La senadora argentina y exministra de Seguridad Patricia Bullrich recibió este viernes en el Congreso a los padres de Jeremías Monzón, un joven de 15 años asesinado a puñaladas en la ciudad de Santa Fe en diciembre del año pasado por otros tres adolescentes, todos ellos menores de edad.
Es en este contexto que el gobierno de Javier Milei impulsará en las sesiones extraordinarias que comenzarán a desarrollarse el lunes en el Congreso una reforma del Régimen Penal Juvenil que implicará la baja de la edad de imputabilidad a 13 años.
Respecto de la reforma penal, Bullrich afirmó que el gobierno “ya venía trabajando” en el texto antes de anunciar públicamente, el lunes, que la cuestión iba a ser debatida en el Congreso, de acuerdo a lo que informó Ámbito Financiero.
La legisladora oficialista manifestó también su optimismo respecto a una eventual sanción de la ley. “Hubo muchos casos en los que intentamos. Hace más de 20 años que estamos trabajando en esto. El gobierno tuvo la decisión de impulsarlo. La política muchas veces decide por la política y no por la sociedad.
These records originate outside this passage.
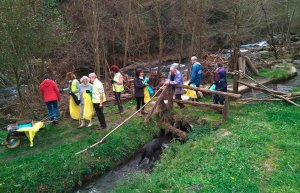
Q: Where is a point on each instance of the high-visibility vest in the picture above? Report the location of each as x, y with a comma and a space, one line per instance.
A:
74, 88
97, 85
117, 87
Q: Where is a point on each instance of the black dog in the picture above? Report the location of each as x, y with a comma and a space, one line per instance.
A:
183, 125
149, 149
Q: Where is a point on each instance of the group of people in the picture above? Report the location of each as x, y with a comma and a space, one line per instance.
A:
88, 96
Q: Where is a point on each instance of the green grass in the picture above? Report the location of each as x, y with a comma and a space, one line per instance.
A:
282, 72
296, 89
51, 166
256, 150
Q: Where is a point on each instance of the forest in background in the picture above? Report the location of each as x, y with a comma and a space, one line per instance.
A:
57, 36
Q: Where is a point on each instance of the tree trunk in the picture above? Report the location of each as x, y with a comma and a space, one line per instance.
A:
192, 47
18, 88
270, 30
235, 48
160, 34
127, 34
183, 6
96, 38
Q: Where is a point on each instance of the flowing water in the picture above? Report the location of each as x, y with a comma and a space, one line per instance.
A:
286, 86
108, 182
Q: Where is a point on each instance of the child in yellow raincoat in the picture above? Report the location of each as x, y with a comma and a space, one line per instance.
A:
74, 95
86, 104
191, 93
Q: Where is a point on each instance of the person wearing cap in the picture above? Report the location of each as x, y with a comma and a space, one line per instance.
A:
86, 105
117, 85
51, 96
176, 77
196, 73
98, 98
139, 85
74, 101
220, 82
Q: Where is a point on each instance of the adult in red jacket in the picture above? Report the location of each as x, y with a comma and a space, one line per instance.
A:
50, 95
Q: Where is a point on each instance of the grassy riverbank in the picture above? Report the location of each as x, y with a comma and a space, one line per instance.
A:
51, 166
256, 150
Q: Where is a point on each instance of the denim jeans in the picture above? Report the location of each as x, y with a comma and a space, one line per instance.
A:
52, 110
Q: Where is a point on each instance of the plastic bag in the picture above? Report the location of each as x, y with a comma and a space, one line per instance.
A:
212, 87
74, 109
150, 90
88, 108
147, 97
191, 93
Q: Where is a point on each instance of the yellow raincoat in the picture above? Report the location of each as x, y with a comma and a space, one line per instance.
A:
147, 97
31, 131
191, 93
74, 109
88, 111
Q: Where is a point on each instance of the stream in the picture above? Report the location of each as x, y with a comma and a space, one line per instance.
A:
286, 86
108, 182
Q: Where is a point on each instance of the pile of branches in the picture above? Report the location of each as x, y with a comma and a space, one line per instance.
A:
274, 95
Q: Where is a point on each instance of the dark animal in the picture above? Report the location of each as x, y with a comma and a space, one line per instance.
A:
149, 149
183, 125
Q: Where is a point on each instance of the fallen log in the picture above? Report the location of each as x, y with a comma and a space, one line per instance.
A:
193, 103
286, 99
248, 100
174, 130
160, 98
250, 65
232, 95
262, 89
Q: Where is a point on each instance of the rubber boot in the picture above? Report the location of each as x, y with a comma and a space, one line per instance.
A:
90, 123
82, 123
144, 112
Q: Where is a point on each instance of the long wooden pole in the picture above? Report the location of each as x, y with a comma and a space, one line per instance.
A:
232, 95
156, 104
216, 106
117, 127
262, 89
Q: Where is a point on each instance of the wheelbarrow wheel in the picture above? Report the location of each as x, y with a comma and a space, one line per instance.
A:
14, 142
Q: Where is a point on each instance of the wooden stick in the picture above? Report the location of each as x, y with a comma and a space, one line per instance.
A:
215, 106
160, 98
175, 131
232, 95
262, 89
117, 127
225, 111
170, 97
286, 99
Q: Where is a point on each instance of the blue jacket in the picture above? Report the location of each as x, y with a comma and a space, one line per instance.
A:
220, 79
178, 79
196, 74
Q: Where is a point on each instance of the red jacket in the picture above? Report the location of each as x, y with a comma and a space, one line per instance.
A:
49, 90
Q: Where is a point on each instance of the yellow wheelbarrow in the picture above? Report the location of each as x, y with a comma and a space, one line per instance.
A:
20, 129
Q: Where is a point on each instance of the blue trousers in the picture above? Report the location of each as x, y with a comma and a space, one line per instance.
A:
52, 110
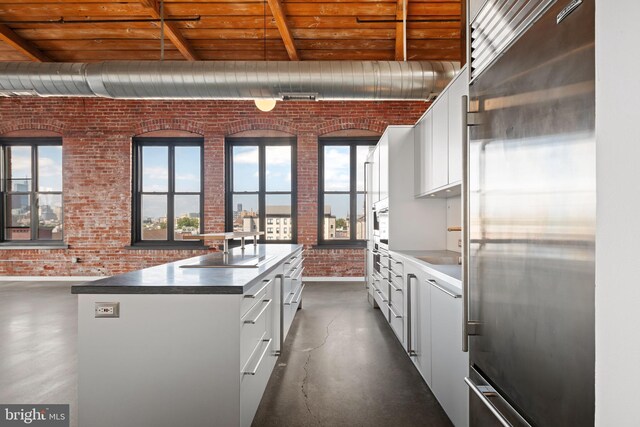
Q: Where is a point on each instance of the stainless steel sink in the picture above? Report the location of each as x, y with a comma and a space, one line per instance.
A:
440, 260
230, 261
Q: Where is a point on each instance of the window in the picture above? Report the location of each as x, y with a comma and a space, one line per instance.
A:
31, 171
341, 202
168, 190
261, 185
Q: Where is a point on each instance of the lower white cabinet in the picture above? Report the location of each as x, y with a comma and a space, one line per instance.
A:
181, 359
433, 325
449, 364
420, 321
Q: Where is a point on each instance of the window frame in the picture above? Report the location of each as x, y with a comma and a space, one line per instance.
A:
353, 143
136, 220
34, 143
262, 143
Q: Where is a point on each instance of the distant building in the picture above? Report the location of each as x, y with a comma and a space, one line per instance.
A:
278, 225
329, 224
Va a ser ley en el corto plazo, sé que esto no lo va a traer la justicia”.
Pero otro tema fundamental para la administración libertaria que será tratado en los próximos días en el Congreso es la reforma laboral, una iniciativa promovida por Milei que flexibilizará al máximo el mercado laboral, algo que viene generando una lógica inquietud entre las organizaciones sindicales.
Entre otros puntos, la normativa promovida por el gobierno plantea que los trabajadores hagan jornadas de hasta 12 horas y que se fraccionen las vacaciones mediante un acuerdo entre las partes.
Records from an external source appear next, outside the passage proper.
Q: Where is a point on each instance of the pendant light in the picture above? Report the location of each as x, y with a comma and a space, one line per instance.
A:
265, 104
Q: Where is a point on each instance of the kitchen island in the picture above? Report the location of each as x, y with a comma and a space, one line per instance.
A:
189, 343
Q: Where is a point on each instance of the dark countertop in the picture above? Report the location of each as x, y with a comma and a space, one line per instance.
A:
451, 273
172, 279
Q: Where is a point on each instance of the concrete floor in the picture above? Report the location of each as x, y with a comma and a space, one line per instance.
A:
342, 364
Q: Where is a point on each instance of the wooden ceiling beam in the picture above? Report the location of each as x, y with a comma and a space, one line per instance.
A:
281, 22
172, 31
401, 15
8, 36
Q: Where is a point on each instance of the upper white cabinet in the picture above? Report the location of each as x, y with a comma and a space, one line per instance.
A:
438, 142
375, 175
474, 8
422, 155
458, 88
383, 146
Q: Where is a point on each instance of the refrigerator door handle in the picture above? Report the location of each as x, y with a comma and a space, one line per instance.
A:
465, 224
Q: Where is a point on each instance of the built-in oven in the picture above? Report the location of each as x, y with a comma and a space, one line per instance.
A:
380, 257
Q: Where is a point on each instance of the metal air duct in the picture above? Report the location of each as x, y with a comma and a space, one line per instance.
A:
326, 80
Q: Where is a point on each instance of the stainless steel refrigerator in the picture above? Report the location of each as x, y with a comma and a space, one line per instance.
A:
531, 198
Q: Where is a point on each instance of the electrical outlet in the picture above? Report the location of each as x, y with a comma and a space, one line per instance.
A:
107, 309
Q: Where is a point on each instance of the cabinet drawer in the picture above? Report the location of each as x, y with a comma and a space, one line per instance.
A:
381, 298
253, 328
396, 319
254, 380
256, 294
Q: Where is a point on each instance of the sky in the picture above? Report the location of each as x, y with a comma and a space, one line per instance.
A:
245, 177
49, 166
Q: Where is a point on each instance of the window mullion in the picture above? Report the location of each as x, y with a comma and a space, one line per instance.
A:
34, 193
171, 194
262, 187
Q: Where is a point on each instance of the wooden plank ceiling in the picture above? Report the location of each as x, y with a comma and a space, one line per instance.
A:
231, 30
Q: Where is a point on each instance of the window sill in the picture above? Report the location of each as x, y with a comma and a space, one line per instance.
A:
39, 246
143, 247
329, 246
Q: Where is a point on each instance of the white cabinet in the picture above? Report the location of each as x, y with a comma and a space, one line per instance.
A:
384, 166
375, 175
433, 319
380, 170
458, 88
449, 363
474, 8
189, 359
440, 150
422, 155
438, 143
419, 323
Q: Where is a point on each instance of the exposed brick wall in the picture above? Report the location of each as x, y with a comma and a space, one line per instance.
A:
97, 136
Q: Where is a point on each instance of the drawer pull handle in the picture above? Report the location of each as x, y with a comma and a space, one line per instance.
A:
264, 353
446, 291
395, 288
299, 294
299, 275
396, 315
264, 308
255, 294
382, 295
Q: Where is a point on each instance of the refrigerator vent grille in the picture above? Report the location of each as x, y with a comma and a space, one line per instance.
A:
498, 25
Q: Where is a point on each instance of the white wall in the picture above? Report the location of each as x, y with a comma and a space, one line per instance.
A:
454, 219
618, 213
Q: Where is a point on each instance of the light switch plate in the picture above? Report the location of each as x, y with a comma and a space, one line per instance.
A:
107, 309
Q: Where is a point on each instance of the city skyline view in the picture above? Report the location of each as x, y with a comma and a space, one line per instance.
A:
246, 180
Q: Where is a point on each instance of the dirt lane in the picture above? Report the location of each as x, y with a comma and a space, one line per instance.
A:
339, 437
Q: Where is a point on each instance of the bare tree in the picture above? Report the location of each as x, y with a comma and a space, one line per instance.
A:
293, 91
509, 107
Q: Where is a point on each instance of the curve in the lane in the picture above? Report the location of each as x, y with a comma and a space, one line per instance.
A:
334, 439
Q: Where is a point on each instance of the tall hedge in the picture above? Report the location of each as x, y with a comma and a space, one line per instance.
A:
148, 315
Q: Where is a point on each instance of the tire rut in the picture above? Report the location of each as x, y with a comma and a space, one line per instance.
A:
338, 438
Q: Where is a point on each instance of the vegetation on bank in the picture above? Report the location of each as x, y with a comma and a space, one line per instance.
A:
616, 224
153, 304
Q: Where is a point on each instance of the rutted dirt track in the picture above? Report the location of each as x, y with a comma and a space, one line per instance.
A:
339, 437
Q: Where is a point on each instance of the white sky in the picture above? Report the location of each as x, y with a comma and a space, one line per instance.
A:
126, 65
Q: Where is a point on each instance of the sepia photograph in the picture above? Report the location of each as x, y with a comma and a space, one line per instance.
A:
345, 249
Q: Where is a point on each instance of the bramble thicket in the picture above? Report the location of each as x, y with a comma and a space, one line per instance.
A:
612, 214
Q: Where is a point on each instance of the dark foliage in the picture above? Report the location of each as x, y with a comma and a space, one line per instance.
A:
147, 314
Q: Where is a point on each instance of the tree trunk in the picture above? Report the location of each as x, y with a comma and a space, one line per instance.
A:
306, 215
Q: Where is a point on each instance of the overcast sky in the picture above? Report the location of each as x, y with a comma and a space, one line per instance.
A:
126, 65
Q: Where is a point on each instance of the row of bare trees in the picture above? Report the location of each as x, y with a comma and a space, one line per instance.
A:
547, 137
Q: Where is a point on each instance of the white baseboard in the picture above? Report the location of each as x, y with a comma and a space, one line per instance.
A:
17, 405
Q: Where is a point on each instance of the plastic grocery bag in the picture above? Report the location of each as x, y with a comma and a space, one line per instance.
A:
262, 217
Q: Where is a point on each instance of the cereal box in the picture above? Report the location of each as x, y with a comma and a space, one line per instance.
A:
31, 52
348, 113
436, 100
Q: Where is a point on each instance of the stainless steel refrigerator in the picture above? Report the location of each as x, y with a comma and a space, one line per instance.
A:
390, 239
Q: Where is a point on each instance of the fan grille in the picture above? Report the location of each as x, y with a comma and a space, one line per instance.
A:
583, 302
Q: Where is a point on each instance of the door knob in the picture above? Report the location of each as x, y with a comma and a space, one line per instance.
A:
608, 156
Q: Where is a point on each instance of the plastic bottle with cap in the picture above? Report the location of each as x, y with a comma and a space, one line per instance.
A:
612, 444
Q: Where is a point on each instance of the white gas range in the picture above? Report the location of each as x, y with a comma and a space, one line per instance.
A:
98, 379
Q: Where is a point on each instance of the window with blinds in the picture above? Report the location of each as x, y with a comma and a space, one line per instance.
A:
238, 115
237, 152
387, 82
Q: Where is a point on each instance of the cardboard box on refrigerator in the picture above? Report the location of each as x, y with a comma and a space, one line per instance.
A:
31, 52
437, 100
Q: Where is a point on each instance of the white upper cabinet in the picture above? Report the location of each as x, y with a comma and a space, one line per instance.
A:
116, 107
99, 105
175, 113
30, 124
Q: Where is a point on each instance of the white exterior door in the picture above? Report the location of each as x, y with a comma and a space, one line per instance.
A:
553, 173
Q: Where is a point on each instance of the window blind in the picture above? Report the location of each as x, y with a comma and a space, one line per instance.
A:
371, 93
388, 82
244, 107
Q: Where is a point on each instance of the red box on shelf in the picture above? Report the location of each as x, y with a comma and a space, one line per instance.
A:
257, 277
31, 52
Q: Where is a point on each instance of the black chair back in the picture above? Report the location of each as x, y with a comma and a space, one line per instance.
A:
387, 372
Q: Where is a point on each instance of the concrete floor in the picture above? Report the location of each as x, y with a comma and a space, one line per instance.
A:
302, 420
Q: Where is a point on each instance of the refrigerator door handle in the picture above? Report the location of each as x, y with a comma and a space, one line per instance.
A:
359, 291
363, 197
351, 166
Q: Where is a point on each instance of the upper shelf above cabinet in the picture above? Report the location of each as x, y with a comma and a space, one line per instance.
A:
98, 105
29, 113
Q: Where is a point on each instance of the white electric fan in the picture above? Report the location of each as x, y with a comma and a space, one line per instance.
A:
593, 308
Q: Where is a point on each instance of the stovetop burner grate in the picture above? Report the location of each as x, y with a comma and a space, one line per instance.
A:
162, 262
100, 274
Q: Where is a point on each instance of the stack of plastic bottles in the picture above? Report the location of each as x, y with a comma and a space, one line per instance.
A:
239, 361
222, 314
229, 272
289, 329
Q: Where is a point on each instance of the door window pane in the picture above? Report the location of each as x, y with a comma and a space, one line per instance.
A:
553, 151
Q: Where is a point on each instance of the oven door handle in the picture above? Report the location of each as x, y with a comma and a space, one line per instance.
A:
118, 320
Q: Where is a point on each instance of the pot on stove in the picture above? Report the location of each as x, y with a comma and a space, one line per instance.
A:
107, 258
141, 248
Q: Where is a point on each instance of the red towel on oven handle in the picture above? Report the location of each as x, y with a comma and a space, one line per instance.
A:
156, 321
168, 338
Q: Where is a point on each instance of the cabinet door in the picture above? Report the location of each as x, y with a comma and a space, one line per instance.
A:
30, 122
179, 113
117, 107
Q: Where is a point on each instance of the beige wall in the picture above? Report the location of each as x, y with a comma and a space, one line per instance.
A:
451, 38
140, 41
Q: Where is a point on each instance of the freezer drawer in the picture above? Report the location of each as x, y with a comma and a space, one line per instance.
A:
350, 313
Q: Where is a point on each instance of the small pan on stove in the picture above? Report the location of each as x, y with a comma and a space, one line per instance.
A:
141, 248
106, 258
La iniciativa del Ejecutivo, además, limita los intereses que el empleador debe pagar tras juicios laborales, busca también acortar estos procesos y autoriza a las pequeñas y medianas empresas a pagar las indemnizaciones a los trabajadores hasta en 12 cuotas. El proyecto plantea la necesidad de “actualizar las relaciones laborales a los nuevos modelos productivos”.
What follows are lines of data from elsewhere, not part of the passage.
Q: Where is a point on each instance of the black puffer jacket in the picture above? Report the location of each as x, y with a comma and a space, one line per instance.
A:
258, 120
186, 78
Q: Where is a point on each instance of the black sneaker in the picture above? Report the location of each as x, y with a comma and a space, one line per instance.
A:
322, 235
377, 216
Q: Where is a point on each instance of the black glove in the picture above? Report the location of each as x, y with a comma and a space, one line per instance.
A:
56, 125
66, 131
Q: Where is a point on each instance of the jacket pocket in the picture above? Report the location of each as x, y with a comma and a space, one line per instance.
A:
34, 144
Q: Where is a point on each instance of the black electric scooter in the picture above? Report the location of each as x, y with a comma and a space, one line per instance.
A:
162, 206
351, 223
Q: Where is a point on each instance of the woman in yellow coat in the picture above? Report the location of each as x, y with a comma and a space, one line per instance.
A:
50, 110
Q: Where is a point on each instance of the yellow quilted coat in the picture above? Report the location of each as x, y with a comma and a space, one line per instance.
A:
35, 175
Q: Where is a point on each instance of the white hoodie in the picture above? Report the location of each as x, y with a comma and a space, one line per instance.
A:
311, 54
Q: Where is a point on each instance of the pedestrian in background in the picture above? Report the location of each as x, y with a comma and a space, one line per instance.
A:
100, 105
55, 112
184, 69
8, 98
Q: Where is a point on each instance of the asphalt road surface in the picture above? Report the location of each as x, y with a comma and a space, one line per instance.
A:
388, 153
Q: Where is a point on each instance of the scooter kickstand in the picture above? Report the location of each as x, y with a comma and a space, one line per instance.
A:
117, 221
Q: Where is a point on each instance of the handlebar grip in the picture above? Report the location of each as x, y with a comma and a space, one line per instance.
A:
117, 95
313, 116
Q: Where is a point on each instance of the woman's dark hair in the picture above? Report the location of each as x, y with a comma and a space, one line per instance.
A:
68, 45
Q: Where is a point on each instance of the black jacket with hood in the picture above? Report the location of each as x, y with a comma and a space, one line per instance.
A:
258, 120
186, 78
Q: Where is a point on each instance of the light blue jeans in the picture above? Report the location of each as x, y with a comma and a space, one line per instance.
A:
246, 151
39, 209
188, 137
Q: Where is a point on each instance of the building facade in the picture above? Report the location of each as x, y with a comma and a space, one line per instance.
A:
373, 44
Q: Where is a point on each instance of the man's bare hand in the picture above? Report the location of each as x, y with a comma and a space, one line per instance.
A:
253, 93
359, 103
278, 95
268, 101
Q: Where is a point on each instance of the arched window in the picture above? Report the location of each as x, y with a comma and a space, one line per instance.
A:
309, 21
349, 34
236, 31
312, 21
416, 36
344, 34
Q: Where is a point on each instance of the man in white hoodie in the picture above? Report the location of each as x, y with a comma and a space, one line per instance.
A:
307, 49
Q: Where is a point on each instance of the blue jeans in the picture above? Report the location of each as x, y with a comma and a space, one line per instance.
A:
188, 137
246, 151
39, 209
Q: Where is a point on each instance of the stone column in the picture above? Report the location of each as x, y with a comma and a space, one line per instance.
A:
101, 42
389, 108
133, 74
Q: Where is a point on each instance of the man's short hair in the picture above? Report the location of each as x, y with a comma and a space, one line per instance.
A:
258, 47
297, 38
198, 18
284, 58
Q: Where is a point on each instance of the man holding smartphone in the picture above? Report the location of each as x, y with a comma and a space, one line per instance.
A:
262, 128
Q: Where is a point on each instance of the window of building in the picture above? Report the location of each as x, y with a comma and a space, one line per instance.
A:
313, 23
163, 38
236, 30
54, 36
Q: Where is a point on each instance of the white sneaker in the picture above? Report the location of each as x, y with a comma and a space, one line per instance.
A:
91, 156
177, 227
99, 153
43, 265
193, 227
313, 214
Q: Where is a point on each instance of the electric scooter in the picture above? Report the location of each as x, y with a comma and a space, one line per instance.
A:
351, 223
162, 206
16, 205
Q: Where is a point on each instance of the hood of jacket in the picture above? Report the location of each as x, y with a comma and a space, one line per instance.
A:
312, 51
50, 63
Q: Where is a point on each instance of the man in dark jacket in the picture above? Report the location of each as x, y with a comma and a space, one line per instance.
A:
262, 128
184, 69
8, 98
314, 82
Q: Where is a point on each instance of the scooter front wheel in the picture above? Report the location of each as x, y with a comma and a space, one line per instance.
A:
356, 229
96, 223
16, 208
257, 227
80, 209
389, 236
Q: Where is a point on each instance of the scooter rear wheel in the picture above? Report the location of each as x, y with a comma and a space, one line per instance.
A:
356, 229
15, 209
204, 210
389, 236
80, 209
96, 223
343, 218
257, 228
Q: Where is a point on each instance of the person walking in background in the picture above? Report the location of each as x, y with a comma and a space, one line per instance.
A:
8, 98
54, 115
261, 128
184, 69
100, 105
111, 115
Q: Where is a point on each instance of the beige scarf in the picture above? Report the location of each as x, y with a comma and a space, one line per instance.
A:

Se espera que esta ley se ponga a consideración de los senadores el 11 de febrero, y para ese día sindicatos industriales, junto a las dos corrientes de la Central de los Trabajadores de la Argentina y la Asociación de Trabajadores del Estado, piensan declarar ese día un paro general; pero, de acuerdo a lo que informó eldiarioAR.com, pretenden que la medida de lucha sea convocada en primer lugar por la Confederación General del Trabajo.
Desde esta última entidad, la más importante del sindicalismo argentino, todavía apuestan a una estrategia de negociación política que les permita condicionar la ley de modernización laboral, porque están convencidos de que el Ejecutivo cuenta con los votos para aprobar la reforma. Por ello manifestaron que su objetivo principal en este momento es blindar los derechos colectivos de los trabajadores.
Mientras tanto, el gobierno, principalmente a través de su ministro del Interior, Diego Santilli, está en permanente contacto con los gobernadores provinciales para que ellos le garanticen su apoyo a la iniciativa parlamentaria.
Si bien la cuestión parece encaminada en la mayoría de los casos, en las últimas horas surgieron algunas divergencias que tienen que ver con el dinero que el gobierno federal les destinará a las provincias.
A propósito de esto, el ministro de Economía, Luis Toto Caputo, ya avisó que no iba a sacar el capítulo de las ganancias (impuesto a la renta) de la reforma laboral, similar, por lo que los gobernadores temen votar una ley que los termine perjudicando.
Al tiempo que las negociaciones prosiguen, el gobernador de la provincia de Tucumán, Osvaldo Jaldo, expresó: “[De] Lo que estamos seguros es [de] que no vamos a votar ninguna ley que signifique seguir disminuyendo los recursos de las provincias”, de acuerdo a lo consignado por el portal LaPoliticaOnline.